French Applause for Obama Missile Non-Deployment

Readers of this weblog – a smallish, hard-core elite, to be sure, but we’re trying to do something about that – will have known the news already, but last Thursday President Obama came out in public to announce that his administration did not intend to proceed with the planned deployment of anti-ICBM missiles to Poland and supporting radar to the Czech Republic. Reaction to the decision was swift and vociferous, both for and against, domestically and internationally. Presseurop has a good survey of that reaction in the Eastern European press, although I feel that it tends a slight bit too much to the alarmist side. It seems many of those newspaper headline-writers have forgotten how fundamentally unpopular the American deployment was among ordinary Czechs and Poles; in this light, Obama’s cancellation of the program per se is not so regretable, but rather the considerable trouble both governments had to take to gain the political approval for their participation, now all achieved for nothing.
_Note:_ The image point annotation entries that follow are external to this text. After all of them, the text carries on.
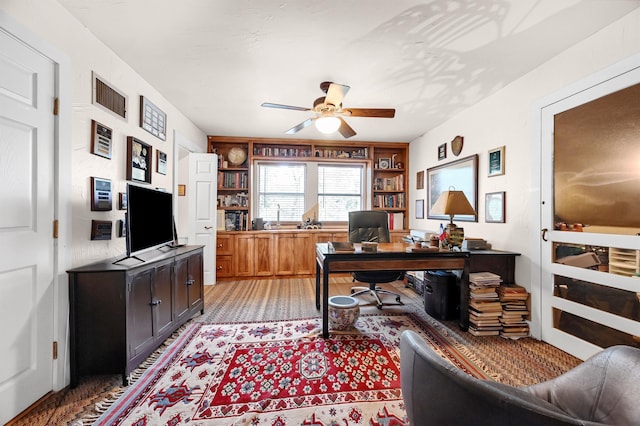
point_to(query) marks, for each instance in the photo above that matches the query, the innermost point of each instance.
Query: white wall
(507, 118)
(49, 20)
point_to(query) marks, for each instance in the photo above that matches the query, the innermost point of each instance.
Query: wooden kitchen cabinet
(224, 255)
(295, 253)
(253, 254)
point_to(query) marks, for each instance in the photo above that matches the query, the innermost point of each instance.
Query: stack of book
(514, 311)
(485, 308)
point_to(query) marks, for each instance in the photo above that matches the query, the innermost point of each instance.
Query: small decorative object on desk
(425, 249)
(343, 312)
(340, 247)
(369, 246)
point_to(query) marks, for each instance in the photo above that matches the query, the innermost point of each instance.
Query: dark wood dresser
(121, 312)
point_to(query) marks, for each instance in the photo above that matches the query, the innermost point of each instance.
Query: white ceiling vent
(108, 97)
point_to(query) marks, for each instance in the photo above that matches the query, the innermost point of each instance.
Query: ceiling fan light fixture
(327, 124)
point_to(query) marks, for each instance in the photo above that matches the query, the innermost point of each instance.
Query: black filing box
(441, 295)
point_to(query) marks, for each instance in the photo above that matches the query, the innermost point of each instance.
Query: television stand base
(127, 258)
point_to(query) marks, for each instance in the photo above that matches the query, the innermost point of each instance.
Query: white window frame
(311, 186)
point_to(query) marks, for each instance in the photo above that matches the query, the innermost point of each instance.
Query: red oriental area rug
(278, 373)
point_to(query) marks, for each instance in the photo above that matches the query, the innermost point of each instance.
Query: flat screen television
(149, 219)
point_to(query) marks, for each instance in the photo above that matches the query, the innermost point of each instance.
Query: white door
(557, 277)
(27, 90)
(202, 192)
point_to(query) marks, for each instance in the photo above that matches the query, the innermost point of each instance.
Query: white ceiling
(218, 60)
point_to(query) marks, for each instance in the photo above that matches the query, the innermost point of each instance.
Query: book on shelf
(485, 305)
(480, 332)
(481, 277)
(484, 314)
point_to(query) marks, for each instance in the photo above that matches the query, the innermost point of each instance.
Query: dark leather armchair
(601, 390)
(372, 226)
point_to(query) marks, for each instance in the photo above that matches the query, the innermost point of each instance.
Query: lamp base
(456, 235)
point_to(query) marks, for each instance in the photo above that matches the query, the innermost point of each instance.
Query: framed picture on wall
(494, 210)
(496, 161)
(153, 119)
(420, 180)
(442, 151)
(161, 162)
(419, 209)
(138, 160)
(461, 175)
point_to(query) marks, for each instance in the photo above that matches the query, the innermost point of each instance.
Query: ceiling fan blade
(336, 93)
(345, 130)
(280, 106)
(370, 112)
(295, 129)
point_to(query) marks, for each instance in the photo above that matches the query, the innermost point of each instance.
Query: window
(281, 191)
(297, 187)
(339, 192)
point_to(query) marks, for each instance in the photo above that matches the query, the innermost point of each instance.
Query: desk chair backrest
(369, 225)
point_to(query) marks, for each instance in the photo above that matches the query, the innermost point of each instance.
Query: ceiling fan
(329, 111)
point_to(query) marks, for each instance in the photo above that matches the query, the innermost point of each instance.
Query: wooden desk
(390, 256)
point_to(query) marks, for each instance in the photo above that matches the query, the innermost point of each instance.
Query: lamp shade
(452, 203)
(327, 124)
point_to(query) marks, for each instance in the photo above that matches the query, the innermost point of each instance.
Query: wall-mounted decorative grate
(109, 97)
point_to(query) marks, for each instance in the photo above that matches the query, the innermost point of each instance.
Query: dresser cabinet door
(162, 301)
(140, 333)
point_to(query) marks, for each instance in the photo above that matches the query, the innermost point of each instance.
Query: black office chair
(372, 226)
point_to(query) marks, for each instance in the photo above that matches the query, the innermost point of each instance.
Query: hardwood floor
(255, 300)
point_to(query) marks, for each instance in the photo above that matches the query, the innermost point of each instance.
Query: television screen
(149, 218)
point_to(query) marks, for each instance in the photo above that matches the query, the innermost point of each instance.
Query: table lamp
(451, 203)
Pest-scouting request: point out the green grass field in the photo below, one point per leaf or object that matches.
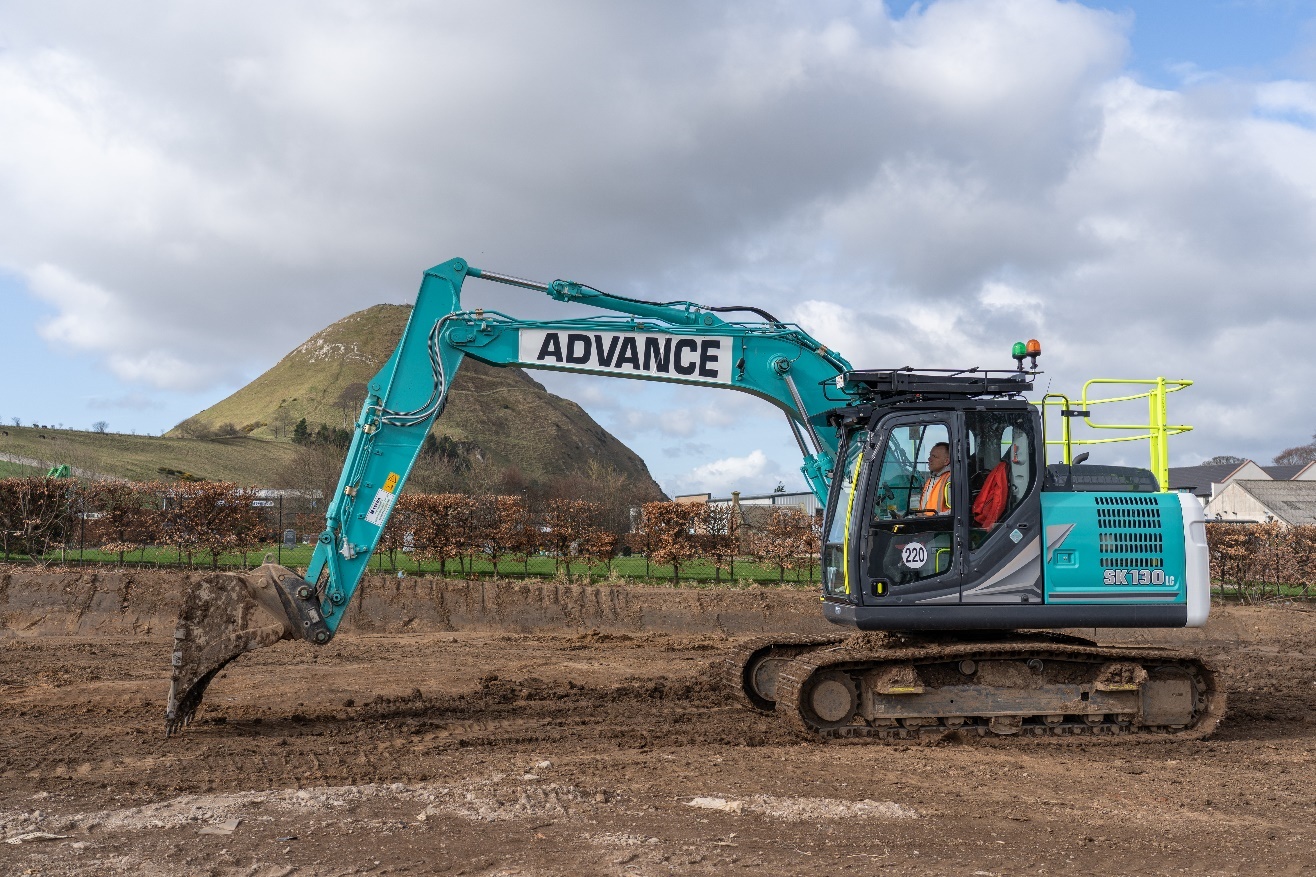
(246, 461)
(623, 568)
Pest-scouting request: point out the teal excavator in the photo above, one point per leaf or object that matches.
(956, 606)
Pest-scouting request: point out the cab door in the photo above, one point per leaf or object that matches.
(1004, 468)
(911, 541)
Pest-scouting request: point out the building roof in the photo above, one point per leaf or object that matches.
(1283, 473)
(1292, 502)
(1198, 479)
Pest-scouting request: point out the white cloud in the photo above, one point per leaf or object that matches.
(749, 473)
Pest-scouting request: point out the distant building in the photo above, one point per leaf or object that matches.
(1290, 502)
(1207, 482)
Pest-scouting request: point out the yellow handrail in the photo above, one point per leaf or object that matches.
(1157, 431)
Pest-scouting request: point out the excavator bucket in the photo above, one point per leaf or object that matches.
(224, 615)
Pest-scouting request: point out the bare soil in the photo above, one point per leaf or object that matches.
(495, 728)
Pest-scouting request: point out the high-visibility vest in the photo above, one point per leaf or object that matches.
(936, 494)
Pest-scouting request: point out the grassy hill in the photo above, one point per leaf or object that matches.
(245, 460)
(499, 414)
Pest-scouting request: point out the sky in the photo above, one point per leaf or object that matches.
(188, 191)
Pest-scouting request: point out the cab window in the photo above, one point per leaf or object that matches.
(1002, 466)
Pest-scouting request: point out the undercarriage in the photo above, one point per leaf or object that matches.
(892, 686)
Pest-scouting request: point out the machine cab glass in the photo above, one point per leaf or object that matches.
(911, 506)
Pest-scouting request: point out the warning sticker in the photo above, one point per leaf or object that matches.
(379, 507)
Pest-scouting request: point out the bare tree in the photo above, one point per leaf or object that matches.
(1296, 456)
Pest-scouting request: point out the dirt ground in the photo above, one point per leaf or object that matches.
(492, 728)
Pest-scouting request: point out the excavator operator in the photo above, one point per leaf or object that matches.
(935, 498)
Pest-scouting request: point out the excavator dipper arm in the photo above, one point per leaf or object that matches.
(673, 341)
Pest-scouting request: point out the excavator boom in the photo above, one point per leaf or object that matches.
(669, 341)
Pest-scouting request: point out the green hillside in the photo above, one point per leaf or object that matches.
(245, 460)
(498, 415)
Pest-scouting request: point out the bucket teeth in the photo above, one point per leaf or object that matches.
(225, 615)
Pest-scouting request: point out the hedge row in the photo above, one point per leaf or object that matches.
(40, 516)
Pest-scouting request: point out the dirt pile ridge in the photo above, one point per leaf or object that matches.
(65, 602)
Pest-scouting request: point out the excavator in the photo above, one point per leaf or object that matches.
(957, 606)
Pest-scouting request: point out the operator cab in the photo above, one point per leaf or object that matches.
(891, 545)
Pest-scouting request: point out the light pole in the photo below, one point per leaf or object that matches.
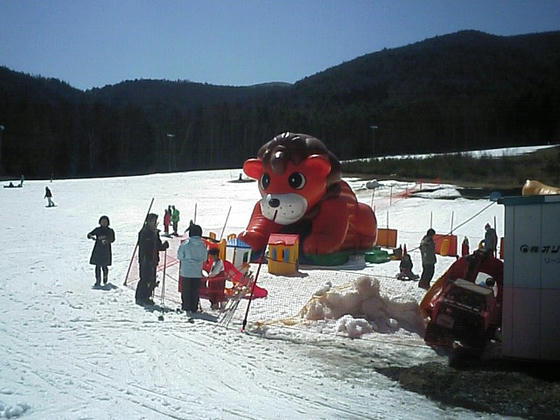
(1, 131)
(170, 137)
(373, 128)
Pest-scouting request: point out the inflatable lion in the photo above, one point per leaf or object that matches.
(302, 192)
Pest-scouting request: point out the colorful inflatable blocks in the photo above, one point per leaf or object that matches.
(376, 256)
(336, 258)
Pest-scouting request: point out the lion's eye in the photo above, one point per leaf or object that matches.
(296, 180)
(265, 181)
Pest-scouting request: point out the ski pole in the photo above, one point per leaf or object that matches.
(255, 282)
(163, 281)
(136, 246)
(225, 223)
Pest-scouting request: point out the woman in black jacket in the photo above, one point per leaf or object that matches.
(101, 255)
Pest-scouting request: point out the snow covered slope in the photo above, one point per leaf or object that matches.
(69, 351)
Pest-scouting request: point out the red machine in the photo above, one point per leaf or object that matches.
(461, 311)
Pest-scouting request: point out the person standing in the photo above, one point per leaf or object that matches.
(428, 252)
(48, 196)
(465, 247)
(101, 255)
(166, 220)
(149, 245)
(191, 253)
(490, 239)
(175, 220)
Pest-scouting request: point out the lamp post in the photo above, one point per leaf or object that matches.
(1, 131)
(373, 128)
(170, 137)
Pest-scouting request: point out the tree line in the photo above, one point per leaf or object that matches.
(449, 93)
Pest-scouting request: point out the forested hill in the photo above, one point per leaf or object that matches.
(454, 92)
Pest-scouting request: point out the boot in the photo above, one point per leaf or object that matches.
(423, 284)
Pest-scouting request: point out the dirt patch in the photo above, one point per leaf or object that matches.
(499, 387)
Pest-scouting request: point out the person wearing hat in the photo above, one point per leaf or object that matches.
(101, 255)
(490, 239)
(428, 252)
(149, 245)
(191, 253)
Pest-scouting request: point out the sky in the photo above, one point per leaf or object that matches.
(235, 42)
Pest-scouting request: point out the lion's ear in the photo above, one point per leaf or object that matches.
(253, 168)
(318, 165)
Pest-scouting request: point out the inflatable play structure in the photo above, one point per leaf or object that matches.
(302, 193)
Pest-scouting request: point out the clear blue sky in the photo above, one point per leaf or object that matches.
(234, 42)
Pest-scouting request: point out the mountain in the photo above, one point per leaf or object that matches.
(453, 92)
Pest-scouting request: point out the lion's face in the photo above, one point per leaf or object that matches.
(287, 196)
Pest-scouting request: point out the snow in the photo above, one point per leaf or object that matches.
(69, 351)
(495, 153)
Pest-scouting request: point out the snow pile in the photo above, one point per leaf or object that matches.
(13, 411)
(360, 309)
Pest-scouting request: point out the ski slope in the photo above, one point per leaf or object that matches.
(68, 351)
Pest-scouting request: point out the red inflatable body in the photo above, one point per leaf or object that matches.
(302, 193)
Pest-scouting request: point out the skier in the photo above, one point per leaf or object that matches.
(490, 239)
(427, 250)
(465, 247)
(48, 196)
(220, 270)
(191, 253)
(149, 245)
(406, 269)
(175, 220)
(101, 255)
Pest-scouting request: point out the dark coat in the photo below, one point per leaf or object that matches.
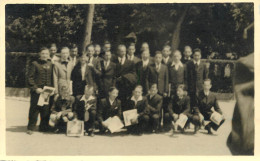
(155, 104)
(142, 75)
(79, 106)
(179, 106)
(196, 76)
(78, 85)
(177, 77)
(106, 110)
(40, 74)
(205, 103)
(107, 78)
(141, 106)
(160, 78)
Not to worry, though, because French president Nicolas Sarkozy praised Obama’s move as an “excellent decision,” and the editors at Le Monde make it clear that they agree (Hand extended). Yes, the proposed deployment was going to be expensive, for a weapons system about which there remained significant doubts that it ever would actually be able to do what was designed for. But don’t forget the diplomatic dividends, either, Le Monde reminds us. These mainly involve Iran, which is supposed to start multilateral talks with a range of western countries starting on October 1; Obama’s action sends them a message of “good will and realism.” And Russia? Obama’s gesture was directed there to an even greater extent, but Le Monde’s editors unfortunately do not expect to see any corresponding gesture from the Kremlin anytime soon.

By the way, mention should also be made of the announcement by US Defense Secretary Robert Gates, noted in Le Monde’s news coverage of the American announcement, that the “SM-3” missiles which are now to be the replacement anti-missile system will be deployed in turn from 2015 in Poland and the Czech Republic. First of all, that is a bit over-determined: mainstream US news reports put it instead that deployment of those missiles to those countries is but a possibility. And that’s a good thing, too: recall that the original ten defensive rockets that were to be intalled in Poland were designed to counter Iranian missiles of intercontinental range. Poland presumably is a good spot to deploy those – just take a string to your globe to check out the great circle route from Iran to the USA – but that is probably not also the case for defense against the short- and medium-range missiles which are now assumed to be the only Iranian threat for many years to come. In light of this, these suggestions that Warsaw and Prague will eventually get their missiles after all have to be regarded as sheer political bull-headedness – “We won’t let anyone tell us we can’t station missiles in Eastern Europe!” – rather than anything based on considerations of military effectiveness.